Well, first off, what's the total network configuration? If you're trying to share an internet connection, that won't work with a simple switch. There's no issue in sharing files/printers through a switch, but it's not as simple as that. You can share files between two computers with a simple crossover cable.


----------



## Cheechat (Feb 4, 2007)

I'm using a Qwest Actiontec GT701-wg broadband modem. I just bought a 5 port switch. I'm going to connect the modem to the switch at the 'uplink' jack and two computers to the switch thru ethernet cable. The two computers are 40 feet apart. I'm starting to realize that it isn't that important to file share directly. I can just use a flash drive to transfer info, or unplug my external hard drive and plug it into my other computer.
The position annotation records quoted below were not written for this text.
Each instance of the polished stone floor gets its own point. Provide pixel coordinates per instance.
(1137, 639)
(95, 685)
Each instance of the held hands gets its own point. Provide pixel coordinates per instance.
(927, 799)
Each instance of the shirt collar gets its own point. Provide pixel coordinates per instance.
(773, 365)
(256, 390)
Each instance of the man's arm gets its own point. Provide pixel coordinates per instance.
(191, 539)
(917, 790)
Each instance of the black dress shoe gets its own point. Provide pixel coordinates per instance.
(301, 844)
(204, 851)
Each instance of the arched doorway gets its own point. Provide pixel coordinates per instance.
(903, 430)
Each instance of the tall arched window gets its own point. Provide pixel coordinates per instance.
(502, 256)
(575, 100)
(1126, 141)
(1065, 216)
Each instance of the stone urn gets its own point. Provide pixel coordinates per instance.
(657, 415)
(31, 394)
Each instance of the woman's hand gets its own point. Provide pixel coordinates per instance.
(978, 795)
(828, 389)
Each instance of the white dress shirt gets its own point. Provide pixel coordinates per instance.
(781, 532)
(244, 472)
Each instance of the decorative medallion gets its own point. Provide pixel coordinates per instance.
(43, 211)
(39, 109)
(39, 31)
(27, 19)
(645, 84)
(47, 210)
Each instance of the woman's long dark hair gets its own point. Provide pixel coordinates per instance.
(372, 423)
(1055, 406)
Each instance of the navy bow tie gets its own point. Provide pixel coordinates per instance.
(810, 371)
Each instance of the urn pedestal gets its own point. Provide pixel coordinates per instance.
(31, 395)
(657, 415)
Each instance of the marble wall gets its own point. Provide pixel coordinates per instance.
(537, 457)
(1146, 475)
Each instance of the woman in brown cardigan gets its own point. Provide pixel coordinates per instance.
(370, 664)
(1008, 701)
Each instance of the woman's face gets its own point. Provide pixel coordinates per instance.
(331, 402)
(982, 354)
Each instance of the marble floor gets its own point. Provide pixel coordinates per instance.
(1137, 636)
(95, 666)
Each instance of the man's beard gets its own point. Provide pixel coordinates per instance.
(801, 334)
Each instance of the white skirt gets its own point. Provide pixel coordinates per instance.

I was just wondering if, when I get the network set up, will my computers be able to browse each other's contents thru the switch? I've never done this before or checked out anyone else's network situation. Will my computers show another drive letter like it did when I plugged in the external hard drive? Just being curious.

I'm sitting on my hands all antsy to get going tomorrow to the computer store which is closed today here in South Dakota. All I need is an ethernet card and 3 feet of ethernet cable.  It's like Christmas when I was a child. I'm really fired up about doing my first ever network.

Thank you kindly for your advice. BTW, can I import my own smiley?


----------



## johnwill (Sep 26, 2002)

It should work just fine, the switch will allow file/print sharing on the entire internal network.


----------